Desde la sentencia del 8 de abril de 1991, Rad. 4087, se unificó la jurisprudencia desarrollada hasta ese entonces por las antiguas Secciones Primera y Segunda de la Sala de Casación Laboral de la Corte Suprema de Justicia y se concluyó básicamente: i) que la inflación generaba un fenómeno social problemático, en tanto ocasionaba pérdida del poder adquisitivo de la moneda; ii) que ante tal panorama debían adoptarse correctivos tales como la indexación, en aras de restaurar el equilibrio económico; iii) y que esas medidas encontraban su fundamento en principios generales del derecho como la “equidad” y la “justicia”, así como en los artículos 8 de la Ley 153 de 1887 y 19 del Código Sustantivo del Trabajo, además de que “(…) ello no implica reconocer facultades judiciales extraordinarias que transformen al Juez en legislador y que el principio de la equidad sea utilizado como excusa para apartarse del derecho positivo vigente, [pues] resulta importante no perder de vista los objetivos de la propia ley.” Ver también la sentencia del 31 de julio de 1991, Rad. 4180, entre otras.

Específicamente, en torno a las pensiones de jubilación, esta Corporación, en sentencia del 5 de agosto de 1996, Rad. 8616, explicó que era procedente la actualización del salario que servía de base para calcular el monto inicial de la mesada, teniendo en cuenta principios como la “justicia” y la “equidad”, así como el hecho notorio de la pérdida del poder adquisitivo de los ingresos del trabajador, por el tiempo que transcurriese entre su retiro del servicio y el reconocimiento efectivo de la pensión.

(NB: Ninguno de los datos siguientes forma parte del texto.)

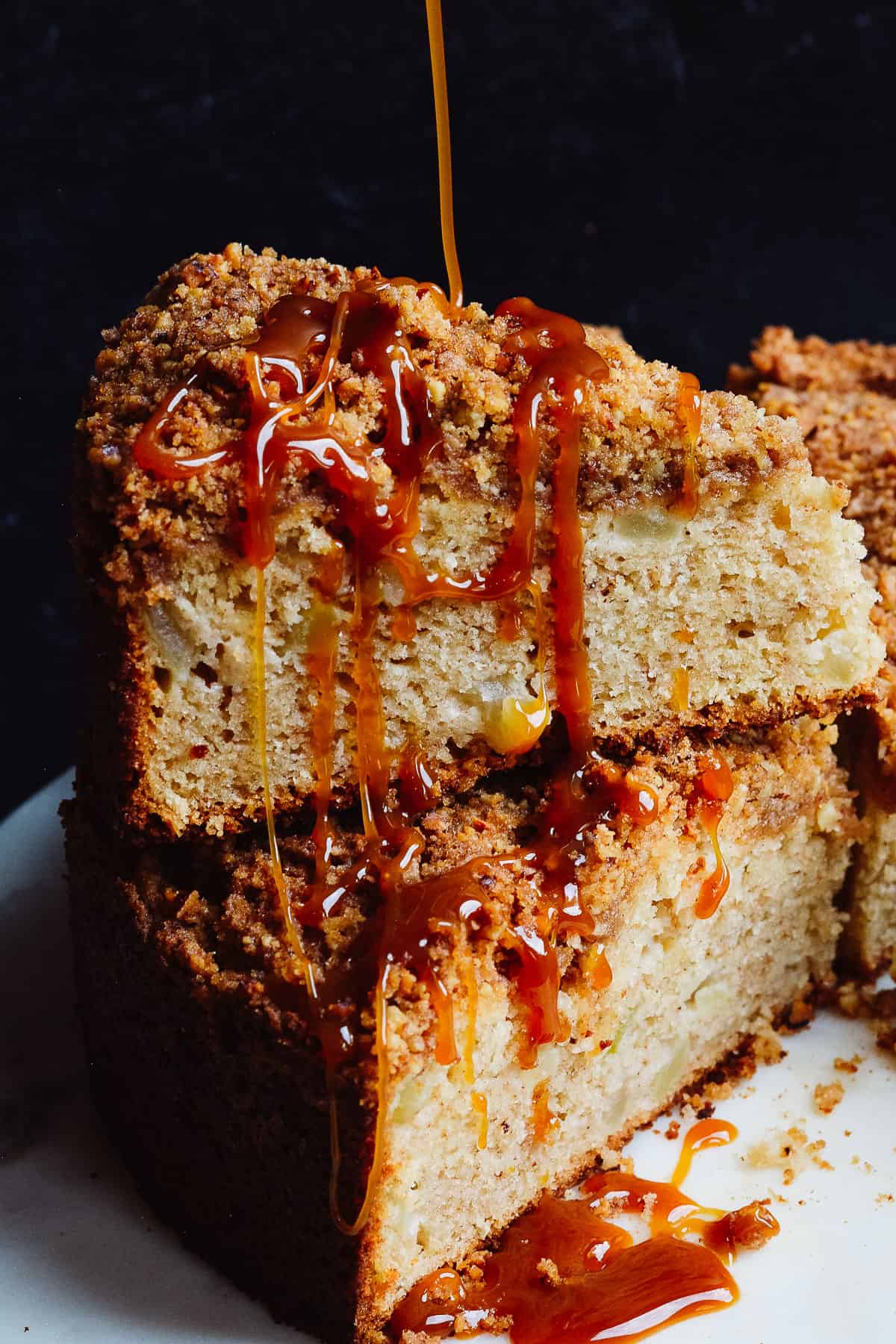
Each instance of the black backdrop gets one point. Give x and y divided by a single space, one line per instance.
688 171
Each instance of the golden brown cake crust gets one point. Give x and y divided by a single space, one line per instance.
213 305
844 396
222 1110
137 535
778 356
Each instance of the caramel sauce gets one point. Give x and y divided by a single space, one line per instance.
597 968
444 136
706 1133
481 1108
567 1270
680 690
292 418
544 1122
688 413
715 786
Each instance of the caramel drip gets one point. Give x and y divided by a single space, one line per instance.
261 732
680 690
544 1122
706 1133
472 1008
481 1108
568 1272
284 423
715 786
688 413
598 968
444 139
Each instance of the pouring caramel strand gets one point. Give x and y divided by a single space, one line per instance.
444 139
568 1270
287 421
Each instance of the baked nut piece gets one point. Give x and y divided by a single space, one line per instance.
421 520
208 1070
844 396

Descartó, de paso, que con dicho procedimiento se diera un incremento injustificado de las obligaciones a cargo del empleador; que ello implicara una sanción o una indemnización; o que se desconociera la autonomía de la voluntad de las partes que acordaran beneficios pensionales, pues, indicó, lo único que se intentaba resguardar era el ingreso real del trabajador ante fenómenos inflacionarios que lo impactaban.

(…) En punto a la fuente normativa que respaldaba la indexación, en la citada decisión se clarificó que si bien era cierto que los procedimientos de actualización que contempla la Ley 100 de 1993 no podían ser aplicados retroactivamente, sí era posible encontrar otros soportes jurídicos que la legitimaban plenamente en tratándose de pensiones causadas con anterioridad a la vigencia de dicha norma.

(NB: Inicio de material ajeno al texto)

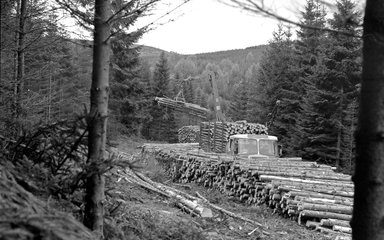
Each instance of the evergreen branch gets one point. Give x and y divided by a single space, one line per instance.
253 7
76 13
137 11
167 13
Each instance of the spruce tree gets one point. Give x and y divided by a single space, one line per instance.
309 53
163 126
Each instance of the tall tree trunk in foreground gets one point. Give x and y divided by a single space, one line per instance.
20 60
94 209
368 213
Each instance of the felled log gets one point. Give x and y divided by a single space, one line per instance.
321 215
231 213
329 222
330 183
346 202
193 206
189 134
342 229
326 208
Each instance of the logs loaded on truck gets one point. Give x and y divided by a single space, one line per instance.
307 192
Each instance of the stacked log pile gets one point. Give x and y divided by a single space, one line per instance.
307 192
189 108
189 134
215 135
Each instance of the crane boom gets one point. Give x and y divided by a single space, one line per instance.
218 111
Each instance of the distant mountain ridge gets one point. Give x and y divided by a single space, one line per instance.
151 55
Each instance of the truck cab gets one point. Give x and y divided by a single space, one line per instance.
253 146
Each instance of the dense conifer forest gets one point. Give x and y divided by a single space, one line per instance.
310 77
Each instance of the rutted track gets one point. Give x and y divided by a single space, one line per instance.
305 192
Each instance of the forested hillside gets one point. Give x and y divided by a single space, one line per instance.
314 78
66 103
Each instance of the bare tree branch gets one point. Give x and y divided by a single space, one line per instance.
136 11
68 6
259 8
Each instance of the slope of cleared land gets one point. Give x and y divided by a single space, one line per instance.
164 215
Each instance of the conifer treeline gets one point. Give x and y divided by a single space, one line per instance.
314 76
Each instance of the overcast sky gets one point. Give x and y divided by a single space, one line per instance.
209 25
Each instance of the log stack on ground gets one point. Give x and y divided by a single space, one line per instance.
189 134
300 190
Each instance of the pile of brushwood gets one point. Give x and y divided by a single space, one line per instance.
42 175
307 192
42 189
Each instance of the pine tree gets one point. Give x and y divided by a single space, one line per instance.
277 81
163 126
344 65
309 53
238 105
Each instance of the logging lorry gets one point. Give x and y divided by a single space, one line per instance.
222 136
253 146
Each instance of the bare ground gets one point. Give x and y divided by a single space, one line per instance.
151 216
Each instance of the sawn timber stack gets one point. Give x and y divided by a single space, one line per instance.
307 192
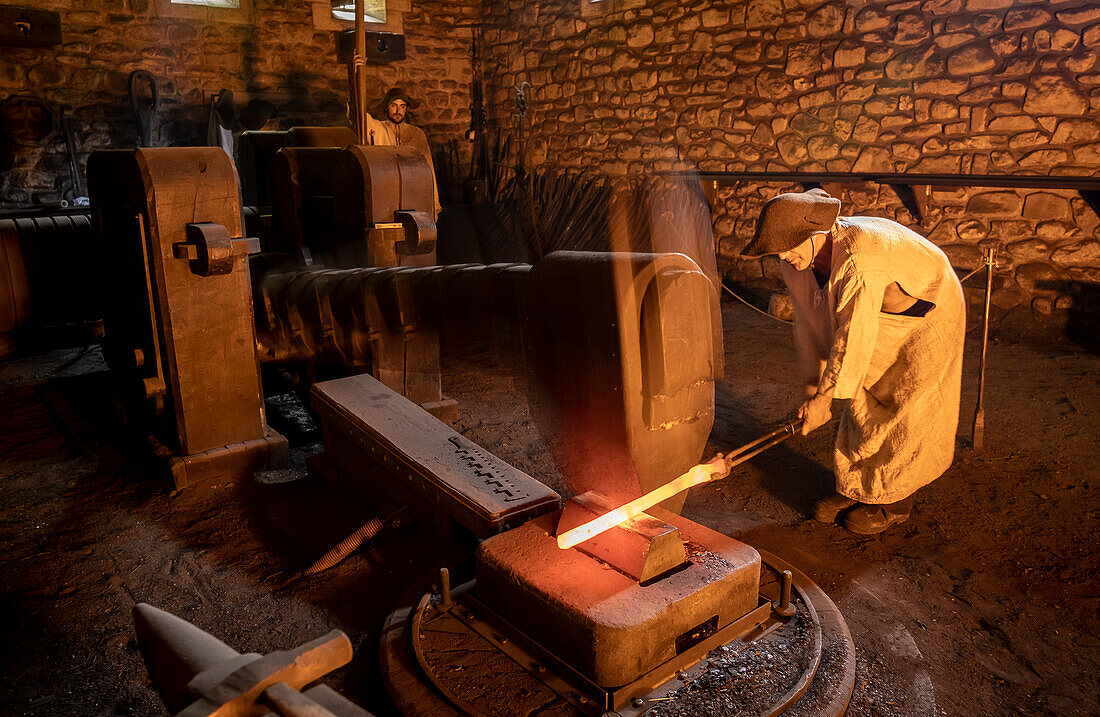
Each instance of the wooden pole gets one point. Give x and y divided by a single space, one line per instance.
359 61
978 430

Ejemplo de ello estaba en los “(…) principios de derecho laboral, de justicia y de equidad; la consagración positiva de la corrección monetaria en varios campos de la actividad civil en Colombia, como también en el derecho administrativo; su aceptación por la doctrina y jurisprudencia extranjeras; las normas reguladoras de pago; los principios del equilibrio contractual, (…)” que, valga decirlo, son anteriores a la vigencia de la Constitución Política de 1991.

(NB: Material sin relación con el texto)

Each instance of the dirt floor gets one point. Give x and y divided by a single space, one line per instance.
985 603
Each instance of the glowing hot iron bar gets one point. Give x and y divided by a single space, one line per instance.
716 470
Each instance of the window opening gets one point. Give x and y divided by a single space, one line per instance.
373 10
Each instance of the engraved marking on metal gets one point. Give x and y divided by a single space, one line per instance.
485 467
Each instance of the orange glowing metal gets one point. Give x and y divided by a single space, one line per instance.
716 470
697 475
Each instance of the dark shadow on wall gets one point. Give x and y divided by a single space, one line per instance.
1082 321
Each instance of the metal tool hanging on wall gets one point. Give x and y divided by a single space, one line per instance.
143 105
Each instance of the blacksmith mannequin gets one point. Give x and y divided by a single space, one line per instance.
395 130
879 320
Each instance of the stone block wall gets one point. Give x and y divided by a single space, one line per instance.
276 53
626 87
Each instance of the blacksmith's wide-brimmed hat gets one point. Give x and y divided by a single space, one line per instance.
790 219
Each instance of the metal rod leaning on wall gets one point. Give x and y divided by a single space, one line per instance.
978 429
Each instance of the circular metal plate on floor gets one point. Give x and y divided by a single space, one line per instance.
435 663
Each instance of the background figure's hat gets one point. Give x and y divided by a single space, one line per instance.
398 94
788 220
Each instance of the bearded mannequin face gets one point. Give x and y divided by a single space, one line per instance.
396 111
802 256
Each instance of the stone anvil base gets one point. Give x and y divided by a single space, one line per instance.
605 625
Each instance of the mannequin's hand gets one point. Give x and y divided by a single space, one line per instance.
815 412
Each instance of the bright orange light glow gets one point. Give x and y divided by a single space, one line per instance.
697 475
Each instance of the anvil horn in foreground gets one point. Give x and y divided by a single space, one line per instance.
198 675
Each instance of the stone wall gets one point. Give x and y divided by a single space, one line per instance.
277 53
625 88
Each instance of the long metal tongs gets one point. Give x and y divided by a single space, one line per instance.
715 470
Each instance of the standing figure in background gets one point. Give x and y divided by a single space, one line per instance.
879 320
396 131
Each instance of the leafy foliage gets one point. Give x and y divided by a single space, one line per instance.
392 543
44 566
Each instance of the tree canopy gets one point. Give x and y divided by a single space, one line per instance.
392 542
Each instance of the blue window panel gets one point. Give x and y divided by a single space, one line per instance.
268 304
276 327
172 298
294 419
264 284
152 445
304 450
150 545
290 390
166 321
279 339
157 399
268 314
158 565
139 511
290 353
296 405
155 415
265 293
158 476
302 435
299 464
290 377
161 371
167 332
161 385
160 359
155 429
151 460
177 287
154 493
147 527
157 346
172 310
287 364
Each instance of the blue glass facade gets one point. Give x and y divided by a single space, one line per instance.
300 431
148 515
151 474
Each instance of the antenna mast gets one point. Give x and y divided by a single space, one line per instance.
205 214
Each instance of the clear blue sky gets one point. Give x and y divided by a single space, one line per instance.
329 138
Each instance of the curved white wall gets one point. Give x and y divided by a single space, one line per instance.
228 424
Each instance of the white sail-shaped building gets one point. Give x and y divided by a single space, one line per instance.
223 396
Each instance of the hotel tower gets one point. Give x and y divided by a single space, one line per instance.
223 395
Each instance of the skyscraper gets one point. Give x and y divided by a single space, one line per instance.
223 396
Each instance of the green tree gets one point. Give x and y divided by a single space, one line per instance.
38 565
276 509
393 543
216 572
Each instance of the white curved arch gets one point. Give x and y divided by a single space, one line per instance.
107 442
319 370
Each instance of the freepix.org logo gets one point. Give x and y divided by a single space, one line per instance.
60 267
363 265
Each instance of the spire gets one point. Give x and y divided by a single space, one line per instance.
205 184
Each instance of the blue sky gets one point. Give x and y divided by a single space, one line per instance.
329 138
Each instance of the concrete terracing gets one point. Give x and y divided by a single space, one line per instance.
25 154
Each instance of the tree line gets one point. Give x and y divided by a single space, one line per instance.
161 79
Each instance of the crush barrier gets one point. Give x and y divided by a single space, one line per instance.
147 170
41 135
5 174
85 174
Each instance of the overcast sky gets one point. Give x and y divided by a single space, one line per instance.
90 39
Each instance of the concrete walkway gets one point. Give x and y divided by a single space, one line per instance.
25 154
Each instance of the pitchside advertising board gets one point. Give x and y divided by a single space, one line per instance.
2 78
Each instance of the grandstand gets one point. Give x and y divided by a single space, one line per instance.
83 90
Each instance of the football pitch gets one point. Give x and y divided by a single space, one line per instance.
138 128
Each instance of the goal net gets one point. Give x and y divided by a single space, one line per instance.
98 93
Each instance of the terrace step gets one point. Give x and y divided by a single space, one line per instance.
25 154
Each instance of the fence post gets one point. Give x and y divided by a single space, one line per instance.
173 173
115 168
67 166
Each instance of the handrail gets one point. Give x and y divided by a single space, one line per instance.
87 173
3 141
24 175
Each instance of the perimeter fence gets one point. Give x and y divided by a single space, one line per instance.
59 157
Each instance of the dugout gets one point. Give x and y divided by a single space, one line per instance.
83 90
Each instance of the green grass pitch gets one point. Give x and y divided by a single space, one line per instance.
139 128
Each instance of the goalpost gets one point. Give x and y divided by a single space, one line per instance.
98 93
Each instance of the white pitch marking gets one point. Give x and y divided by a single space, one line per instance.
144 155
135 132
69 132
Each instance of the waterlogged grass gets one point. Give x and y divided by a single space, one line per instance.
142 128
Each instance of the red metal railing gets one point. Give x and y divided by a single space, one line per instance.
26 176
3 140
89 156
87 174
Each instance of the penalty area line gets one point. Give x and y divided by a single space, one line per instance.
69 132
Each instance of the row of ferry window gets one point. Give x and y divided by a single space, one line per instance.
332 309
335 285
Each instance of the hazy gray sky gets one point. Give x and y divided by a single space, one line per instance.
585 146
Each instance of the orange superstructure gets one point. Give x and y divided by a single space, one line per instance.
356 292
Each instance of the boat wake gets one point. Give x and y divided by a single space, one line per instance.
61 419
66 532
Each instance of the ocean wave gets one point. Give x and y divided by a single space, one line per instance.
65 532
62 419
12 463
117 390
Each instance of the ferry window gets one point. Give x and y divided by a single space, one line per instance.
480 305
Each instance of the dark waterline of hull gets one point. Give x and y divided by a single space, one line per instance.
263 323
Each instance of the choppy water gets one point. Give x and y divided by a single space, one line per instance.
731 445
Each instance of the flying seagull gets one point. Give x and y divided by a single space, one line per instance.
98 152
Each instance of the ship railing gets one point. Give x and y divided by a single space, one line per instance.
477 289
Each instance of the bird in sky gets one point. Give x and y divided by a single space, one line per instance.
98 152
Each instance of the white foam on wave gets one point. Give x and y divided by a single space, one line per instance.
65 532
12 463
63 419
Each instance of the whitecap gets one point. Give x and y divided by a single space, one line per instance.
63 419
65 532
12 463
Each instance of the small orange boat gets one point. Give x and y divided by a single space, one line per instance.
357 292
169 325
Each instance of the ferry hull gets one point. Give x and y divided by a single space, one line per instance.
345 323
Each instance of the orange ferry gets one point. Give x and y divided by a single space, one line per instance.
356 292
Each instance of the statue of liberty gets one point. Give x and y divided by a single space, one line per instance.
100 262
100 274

Por otra parte, la orientación de la Corte se hacía extensiva a pensiones legales y extralegales y no se hacían diferenciaciones fundadas en la fecha de reconocimiento de la prestación. Debido a ello, se analizaban pensiones causadas con anterioridad a la entrada en vigencia de la Constitución Política de 1991 y se disponía su indexación (…) En definitiva, la posición defendida por la Corte expresaba que la inflación producía efectos claros sobre las pensiones de jubilación, cuando mediaba un lapso considerable entre la desvinculación del trabajador y el cumplimiento de la edad requerida; que, por dicha virtud, se debía reliquidar el monto inicial de la prestación, ajustando el salario que había servido de base para la liquidación, con el fin resguardar el poder adquisitivo de la mesada; que los fundamentos de dicha medida estaban dados en principios del derecho laboral como la equidad y la justicia, el daño emergente, el enriquecimiento sin causa y su aceptación generalizada por la doctrina y la jurisprudencia; y que, por lo mismo, para la procedencia del reajuste, no era dable predicar diferenciaciones fundadas en la naturaleza de las pensiones o en la fecha de su causación o reconocimiento. 2.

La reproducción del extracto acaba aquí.